Quais são os principais factores que influenciam o
sentimento de pertença de um estudante quando está na universidade?
O que acontece com frequência é que os estudantes do
primeiro ano estão em aulas com turmas muito grandes, que são muito impessoais.
E por isso não é surpresa se não se sentirem integrados. Podemos mudar os
currículos dos cursos, mas também podemos fazer algumas coisas interessantes.
Por exemplo, o professor que dá essas aulas a turmas muito grandes poder usar
técnicas de aprendizagem activa e de trabalho em pequenos grupos para encorajar
os alunos a conhecerem-se e a ligarem-se entre si para criarem esse sentimento
de pertença. Também é possível dar aos alunos apoios académicos.
Como por exemplo?
Tutorias entre pares. Isso já existe, com alunos de
anos mais avançados que funcionam como tutores de alunos mais jovens, mas eu
penso que faz sentido que os tutores estejam presentes na sala de aula. Muitos
estudantes têm dificuldades no primeiro ano, sobretudo nas tais aulas com muita
gente. É normal que isso aconteça. Nessas alturas o ideal é que o estudante
possa falar de imediato com um tutor, que deve estar lá, na primeira fila da
sala de aula se possível.
Como é que é possível usar metodologias de aprendizagem
activa quando os estudantes chegam às universidades com hábitos passivos?
É verdade,
os estudantes têm frequentemente hábitos passivos. Uma coisa que eu faço é no
primeiro dia de aula colocá-los em situações em que estão activos.

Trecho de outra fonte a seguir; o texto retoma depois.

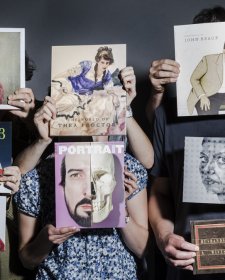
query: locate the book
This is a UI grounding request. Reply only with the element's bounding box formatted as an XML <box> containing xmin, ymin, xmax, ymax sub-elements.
<box><xmin>55</xmin><ymin>141</ymin><xmax>125</xmax><ymax>228</ymax></box>
<box><xmin>50</xmin><ymin>44</ymin><xmax>126</xmax><ymax>136</ymax></box>
<box><xmin>0</xmin><ymin>195</ymin><xmax>6</xmax><ymax>252</ymax></box>
<box><xmin>0</xmin><ymin>122</ymin><xmax>12</xmax><ymax>195</ymax></box>
<box><xmin>183</xmin><ymin>137</ymin><xmax>225</xmax><ymax>204</ymax></box>
<box><xmin>174</xmin><ymin>22</ymin><xmax>225</xmax><ymax>116</ymax></box>
<box><xmin>191</xmin><ymin>220</ymin><xmax>225</xmax><ymax>274</ymax></box>
<box><xmin>0</xmin><ymin>28</ymin><xmax>25</xmax><ymax>110</ymax></box>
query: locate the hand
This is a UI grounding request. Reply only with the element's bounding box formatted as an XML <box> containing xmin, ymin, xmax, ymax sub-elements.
<box><xmin>0</xmin><ymin>166</ymin><xmax>21</xmax><ymax>193</ymax></box>
<box><xmin>160</xmin><ymin>233</ymin><xmax>199</xmax><ymax>270</ymax></box>
<box><xmin>124</xmin><ymin>167</ymin><xmax>138</xmax><ymax>199</ymax></box>
<box><xmin>34</xmin><ymin>96</ymin><xmax>56</xmax><ymax>141</ymax></box>
<box><xmin>8</xmin><ymin>88</ymin><xmax>35</xmax><ymax>118</ymax></box>
<box><xmin>200</xmin><ymin>95</ymin><xmax>210</xmax><ymax>111</ymax></box>
<box><xmin>46</xmin><ymin>225</ymin><xmax>80</xmax><ymax>244</ymax></box>
<box><xmin>120</xmin><ymin>66</ymin><xmax>137</xmax><ymax>106</ymax></box>
<box><xmin>149</xmin><ymin>59</ymin><xmax>180</xmax><ymax>93</ymax></box>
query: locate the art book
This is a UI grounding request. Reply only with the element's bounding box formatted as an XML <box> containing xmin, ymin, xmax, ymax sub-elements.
<box><xmin>0</xmin><ymin>122</ymin><xmax>12</xmax><ymax>195</ymax></box>
<box><xmin>174</xmin><ymin>22</ymin><xmax>225</xmax><ymax>116</ymax></box>
<box><xmin>50</xmin><ymin>44</ymin><xmax>126</xmax><ymax>136</ymax></box>
<box><xmin>0</xmin><ymin>195</ymin><xmax>6</xmax><ymax>252</ymax></box>
<box><xmin>0</xmin><ymin>28</ymin><xmax>25</xmax><ymax>110</ymax></box>
<box><xmin>183</xmin><ymin>137</ymin><xmax>225</xmax><ymax>204</ymax></box>
<box><xmin>55</xmin><ymin>141</ymin><xmax>125</xmax><ymax>228</ymax></box>
<box><xmin>191</xmin><ymin>220</ymin><xmax>225</xmax><ymax>274</ymax></box>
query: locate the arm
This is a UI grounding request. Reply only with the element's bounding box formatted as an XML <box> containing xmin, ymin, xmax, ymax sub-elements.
<box><xmin>146</xmin><ymin>59</ymin><xmax>180</xmax><ymax>123</ymax></box>
<box><xmin>14</xmin><ymin>96</ymin><xmax>56</xmax><ymax>174</ymax></box>
<box><xmin>190</xmin><ymin>56</ymin><xmax>210</xmax><ymax>111</ymax></box>
<box><xmin>121</xmin><ymin>170</ymin><xmax>149</xmax><ymax>258</ymax></box>
<box><xmin>19</xmin><ymin>213</ymin><xmax>79</xmax><ymax>269</ymax></box>
<box><xmin>52</xmin><ymin>64</ymin><xmax>82</xmax><ymax>81</ymax></box>
<box><xmin>149</xmin><ymin>177</ymin><xmax>198</xmax><ymax>270</ymax></box>
<box><xmin>121</xmin><ymin>67</ymin><xmax>154</xmax><ymax>169</ymax></box>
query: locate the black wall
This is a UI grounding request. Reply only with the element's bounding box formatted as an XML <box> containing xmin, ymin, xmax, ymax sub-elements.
<box><xmin>0</xmin><ymin>0</ymin><xmax>225</xmax><ymax>103</ymax></box>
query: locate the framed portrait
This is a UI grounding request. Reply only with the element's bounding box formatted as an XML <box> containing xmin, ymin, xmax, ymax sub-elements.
<box><xmin>0</xmin><ymin>28</ymin><xmax>25</xmax><ymax>110</ymax></box>
<box><xmin>183</xmin><ymin>137</ymin><xmax>225</xmax><ymax>204</ymax></box>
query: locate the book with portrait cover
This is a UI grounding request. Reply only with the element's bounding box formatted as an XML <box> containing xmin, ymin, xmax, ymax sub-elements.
<box><xmin>183</xmin><ymin>137</ymin><xmax>225</xmax><ymax>204</ymax></box>
<box><xmin>174</xmin><ymin>22</ymin><xmax>225</xmax><ymax>116</ymax></box>
<box><xmin>50</xmin><ymin>44</ymin><xmax>126</xmax><ymax>136</ymax></box>
<box><xmin>55</xmin><ymin>141</ymin><xmax>125</xmax><ymax>228</ymax></box>
<box><xmin>0</xmin><ymin>28</ymin><xmax>25</xmax><ymax>110</ymax></box>
<box><xmin>0</xmin><ymin>122</ymin><xmax>12</xmax><ymax>195</ymax></box>
<box><xmin>191</xmin><ymin>220</ymin><xmax>225</xmax><ymax>274</ymax></box>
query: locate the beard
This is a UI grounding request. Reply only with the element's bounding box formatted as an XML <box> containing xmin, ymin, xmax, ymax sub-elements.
<box><xmin>73</xmin><ymin>198</ymin><xmax>91</xmax><ymax>227</ymax></box>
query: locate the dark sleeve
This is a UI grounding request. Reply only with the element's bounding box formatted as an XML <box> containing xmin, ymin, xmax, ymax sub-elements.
<box><xmin>150</xmin><ymin>106</ymin><xmax>168</xmax><ymax>177</ymax></box>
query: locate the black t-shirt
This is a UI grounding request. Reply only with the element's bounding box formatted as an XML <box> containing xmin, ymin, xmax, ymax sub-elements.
<box><xmin>151</xmin><ymin>99</ymin><xmax>225</xmax><ymax>280</ymax></box>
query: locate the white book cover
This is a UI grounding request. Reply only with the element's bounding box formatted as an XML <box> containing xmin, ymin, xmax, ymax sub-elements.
<box><xmin>174</xmin><ymin>22</ymin><xmax>225</xmax><ymax>116</ymax></box>
<box><xmin>183</xmin><ymin>137</ymin><xmax>225</xmax><ymax>204</ymax></box>
<box><xmin>0</xmin><ymin>28</ymin><xmax>25</xmax><ymax>110</ymax></box>
<box><xmin>0</xmin><ymin>196</ymin><xmax>6</xmax><ymax>252</ymax></box>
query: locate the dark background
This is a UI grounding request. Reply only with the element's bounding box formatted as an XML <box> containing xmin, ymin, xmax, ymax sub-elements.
<box><xmin>0</xmin><ymin>0</ymin><xmax>225</xmax><ymax>132</ymax></box>
<box><xmin>0</xmin><ymin>0</ymin><xmax>225</xmax><ymax>280</ymax></box>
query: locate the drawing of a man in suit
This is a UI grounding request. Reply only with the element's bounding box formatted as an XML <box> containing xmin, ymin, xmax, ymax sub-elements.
<box><xmin>187</xmin><ymin>44</ymin><xmax>225</xmax><ymax>115</ymax></box>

Não se pode
dar a possibilidade de os estudantes criarem o hábito de ser passivos. Além
disso, falo com os estudantes sobre o porquê de estarmos a fazer o que estamos
a fazer e por que motivo lhes peço para serem activos. Para que percebam não só
o que têm que fazer, mas também por que têm que fazê-lo. Os estudantes vão
encontrar valor nessas actividades se entenderem por que motivo as fazem.
Descobri que muitos estudantes, depois de perceberem que podem ser activos,
gostam muito mais de aprender. É uma experiência muito diferente ir para as
aulas quando se vai estar a falar e a trabalhar sobre problemas interessantes
em vez de apenas escutar e tirar notas.
Isso é algo que se possa mudar a um nível
institucional ou é a tarefa de cada um dos professores por si?
Se os estudantes chegarem com a expectativa de serem
passivos, vão continuar a sê-lo. Têm que ter experiências de aprendizagem
activas em todas as aulas e têm que ser desafiados a serem activos em cada
aula. A instituição pode criar expectativas e pode apoiar os professores a
usarem este tipo de abordagem, mas é cada professor individualmente que deve
criar estas oportunidades para os estudantes.